There is at least one more point in which Obama juxtaposes real and ideal: with what you might call a modified assertion of American exceptionalism. He doubtless knows that for all his talk about opportunity, the U.S. is neither the world's most upwardly mobile society  nor the country that best takes care of its own or shares prosperity most broadly, nor the one with the greatest social concord.  In a sense (though I must admit he doesn't say this), he holds us to a lower standard on these fronts, because the nation's defining virtue poses unique challenges (my emphasis):
This country has more wealth than any nation, but that’s not what makes us rich. We have the most powerful military in history, but that’s not what makes us strong. Our university, our culture are all the envy of the world, but that’s not what keeps the world coming to our shores.

What makes America exceptional are the bonds that hold together the most diverse nation on earth.

The belief that our destiny is shared; that this country only works when we accept certain obligations to one another and to future generations.

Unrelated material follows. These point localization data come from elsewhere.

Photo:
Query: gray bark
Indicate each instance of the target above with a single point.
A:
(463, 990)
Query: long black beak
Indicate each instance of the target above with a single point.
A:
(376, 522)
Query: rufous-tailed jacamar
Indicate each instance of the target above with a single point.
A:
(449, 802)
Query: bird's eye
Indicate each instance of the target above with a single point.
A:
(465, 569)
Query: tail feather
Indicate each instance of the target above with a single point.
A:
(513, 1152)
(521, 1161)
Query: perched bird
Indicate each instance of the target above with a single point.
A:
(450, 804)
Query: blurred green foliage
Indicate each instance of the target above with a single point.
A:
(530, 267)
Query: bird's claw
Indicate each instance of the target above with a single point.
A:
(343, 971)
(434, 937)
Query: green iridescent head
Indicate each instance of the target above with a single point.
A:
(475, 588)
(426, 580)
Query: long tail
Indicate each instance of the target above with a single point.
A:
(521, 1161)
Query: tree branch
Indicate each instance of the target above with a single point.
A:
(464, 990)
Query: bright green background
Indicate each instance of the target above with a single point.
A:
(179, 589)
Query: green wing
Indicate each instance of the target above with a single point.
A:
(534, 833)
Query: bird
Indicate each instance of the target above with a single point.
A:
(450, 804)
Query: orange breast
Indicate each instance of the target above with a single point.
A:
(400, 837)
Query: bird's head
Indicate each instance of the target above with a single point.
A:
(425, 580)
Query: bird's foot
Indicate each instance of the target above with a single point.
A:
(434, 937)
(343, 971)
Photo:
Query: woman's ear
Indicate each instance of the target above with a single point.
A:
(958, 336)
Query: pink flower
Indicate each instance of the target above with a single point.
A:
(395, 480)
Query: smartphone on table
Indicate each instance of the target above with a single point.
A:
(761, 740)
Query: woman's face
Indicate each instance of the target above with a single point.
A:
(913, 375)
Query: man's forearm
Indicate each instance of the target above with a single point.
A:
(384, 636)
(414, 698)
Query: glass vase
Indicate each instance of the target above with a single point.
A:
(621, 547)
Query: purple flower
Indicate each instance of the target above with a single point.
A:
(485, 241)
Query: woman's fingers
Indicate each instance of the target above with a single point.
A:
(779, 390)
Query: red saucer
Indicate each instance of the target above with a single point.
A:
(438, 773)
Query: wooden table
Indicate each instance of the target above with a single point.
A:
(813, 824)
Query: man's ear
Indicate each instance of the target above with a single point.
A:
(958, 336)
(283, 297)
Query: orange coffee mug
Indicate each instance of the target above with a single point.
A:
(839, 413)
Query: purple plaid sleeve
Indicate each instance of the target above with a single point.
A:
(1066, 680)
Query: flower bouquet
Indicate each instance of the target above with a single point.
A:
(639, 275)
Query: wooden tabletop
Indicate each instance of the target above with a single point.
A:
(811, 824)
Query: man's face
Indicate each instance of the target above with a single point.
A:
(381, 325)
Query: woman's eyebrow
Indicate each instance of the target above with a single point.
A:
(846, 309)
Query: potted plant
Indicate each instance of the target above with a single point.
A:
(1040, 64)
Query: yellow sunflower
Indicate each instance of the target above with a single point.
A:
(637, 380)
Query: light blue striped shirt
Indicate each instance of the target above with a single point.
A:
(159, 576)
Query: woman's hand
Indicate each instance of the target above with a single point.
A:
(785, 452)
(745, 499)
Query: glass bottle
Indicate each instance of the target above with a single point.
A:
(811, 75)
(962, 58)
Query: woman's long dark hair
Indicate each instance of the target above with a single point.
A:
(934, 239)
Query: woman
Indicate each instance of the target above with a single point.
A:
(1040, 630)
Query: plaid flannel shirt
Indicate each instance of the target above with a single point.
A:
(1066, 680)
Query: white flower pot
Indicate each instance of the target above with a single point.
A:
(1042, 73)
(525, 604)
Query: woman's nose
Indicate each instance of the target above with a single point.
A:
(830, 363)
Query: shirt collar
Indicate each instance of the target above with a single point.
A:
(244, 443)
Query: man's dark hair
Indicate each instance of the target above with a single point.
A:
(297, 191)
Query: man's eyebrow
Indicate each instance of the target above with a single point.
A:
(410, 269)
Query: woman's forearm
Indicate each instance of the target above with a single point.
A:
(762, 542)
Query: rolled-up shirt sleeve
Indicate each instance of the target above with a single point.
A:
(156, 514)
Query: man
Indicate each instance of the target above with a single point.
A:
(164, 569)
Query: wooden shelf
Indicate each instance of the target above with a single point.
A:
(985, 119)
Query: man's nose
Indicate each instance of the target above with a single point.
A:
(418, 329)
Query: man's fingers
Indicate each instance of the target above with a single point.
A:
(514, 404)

The freedom which so many Americans have fought for and died for come with responsibilities as well as rights. And among those are love and charity and duty and patriotism. That’s what makes America great.
Because our populace is more diverse than any other, our unity is of a different sort: more fractious, more cumbersome, at once founded on common values and more inclusive of diversity of values. The values asserted here are the broadest, the ones that Obama, in other contexts, claims are universal to all religions -- and affirmed in new ways in the country's founding documents.

A fiction writer? Perhaps. But one with no illusions about what it takes to steer the real toward his asserted -- and, he would have us believe, our shared -- ideal.